Modelling A.I. in Economics

IPCO:TSX International Petroleum Corporation (Forecast)

Outlook: International Petroleum Corporation is assigned short-term Ba1 & long-term Ba1 estimated rating.
Dominant Strategy : Hold
Time series to forecast n: 22 Apr 2023 for (n+16 weeks)
Methodology : Modular Neural Network (DNN Layer)

Abstract

International Petroleum Corporation prediction model is evaluated with Modular Neural Network (DNN Layer) and Paired T-Test1,2,3,4 and it is concluded that the IPCO:TSX stock is predictable in the short/long term. According to price forecasts for (n+16 weeks) period, the dominant strategy among neural network is: Hold

Key Points

  1. What is a prediction confidence?
  2. What is the best way to predict stock prices?
  3. How do you know when a stock will go up or down?

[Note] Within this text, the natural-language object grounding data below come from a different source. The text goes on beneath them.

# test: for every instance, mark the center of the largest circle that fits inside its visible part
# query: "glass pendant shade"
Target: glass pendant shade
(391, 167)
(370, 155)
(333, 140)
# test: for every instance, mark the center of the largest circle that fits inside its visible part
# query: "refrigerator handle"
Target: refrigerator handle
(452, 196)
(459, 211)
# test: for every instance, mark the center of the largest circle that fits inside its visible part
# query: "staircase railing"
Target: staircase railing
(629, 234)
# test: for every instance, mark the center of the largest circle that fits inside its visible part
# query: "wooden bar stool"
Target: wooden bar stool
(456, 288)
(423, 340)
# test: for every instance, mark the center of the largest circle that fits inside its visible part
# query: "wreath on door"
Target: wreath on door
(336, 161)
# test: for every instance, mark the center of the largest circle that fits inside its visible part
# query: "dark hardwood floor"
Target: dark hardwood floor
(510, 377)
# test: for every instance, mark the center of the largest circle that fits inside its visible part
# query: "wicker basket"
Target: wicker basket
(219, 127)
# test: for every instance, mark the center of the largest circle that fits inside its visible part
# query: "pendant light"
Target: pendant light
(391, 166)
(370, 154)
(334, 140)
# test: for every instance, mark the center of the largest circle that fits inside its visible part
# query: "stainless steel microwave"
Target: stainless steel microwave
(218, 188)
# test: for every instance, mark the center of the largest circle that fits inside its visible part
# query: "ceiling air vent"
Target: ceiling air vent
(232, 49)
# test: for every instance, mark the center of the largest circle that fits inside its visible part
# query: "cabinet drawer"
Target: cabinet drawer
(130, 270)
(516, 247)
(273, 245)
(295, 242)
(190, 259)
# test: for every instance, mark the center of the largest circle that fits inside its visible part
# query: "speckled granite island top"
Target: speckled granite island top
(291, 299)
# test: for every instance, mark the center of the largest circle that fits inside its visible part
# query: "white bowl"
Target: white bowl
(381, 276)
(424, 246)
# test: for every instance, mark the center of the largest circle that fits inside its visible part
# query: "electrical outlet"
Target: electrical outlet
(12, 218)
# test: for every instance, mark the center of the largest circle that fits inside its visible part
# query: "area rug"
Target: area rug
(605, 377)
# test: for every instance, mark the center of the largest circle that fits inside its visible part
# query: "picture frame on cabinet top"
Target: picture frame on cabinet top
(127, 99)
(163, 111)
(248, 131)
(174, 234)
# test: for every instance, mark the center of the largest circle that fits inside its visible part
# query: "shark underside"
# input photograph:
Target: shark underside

IPCO:TSX Target Price Prediction Modeling Methodology

We consider International Petroleum Corporation Decision Process with Modular Neural Network (DNN Layer) where A is the set of discrete actions of IPCO:TSX stock holders, F is the set of discrete states, P : S × F × S → R is the transition probability distribution, R : S × F → R is the reaction function, and γ ∈ [0, 1] is a move factor for expectation.1,2,3,4


F(Paired T-Test)5,6,7= p a 1 p a 2 p 1 n p j 1 p j 2 p j n p k 1 p k 2 p k n p n 1 p n 2 p n n X R(Modular Neural Network (DNN Layer)) X S(n):→ (n+16 weeks) r s rs

n:Time series to forecast

p:Price signals of IPCO:TSX stock

j:Nash equilibria (Neural Network)

k:Dominated move

a:Best response for target price

 

For further technical information as per how our model work we invite you to visit the article below: 

How do AC Investment Research machine learning (predictive) algorithms actually work?

IPCO:TSX Stock Forecast (Buy or Sell) for (n+16 weeks)

Sample Set: Neural Network
Stock/Index: IPCO:TSX International Petroleum Corporation
Time series to forecast n: 22 Apr 2023 for (n+16 weeks)

According to price forecasts for (n+16 weeks) period, the dominant strategy among neural network is: Hold

X axis: *Likelihood% (The higher the percentage value, the more likely the event will occur.)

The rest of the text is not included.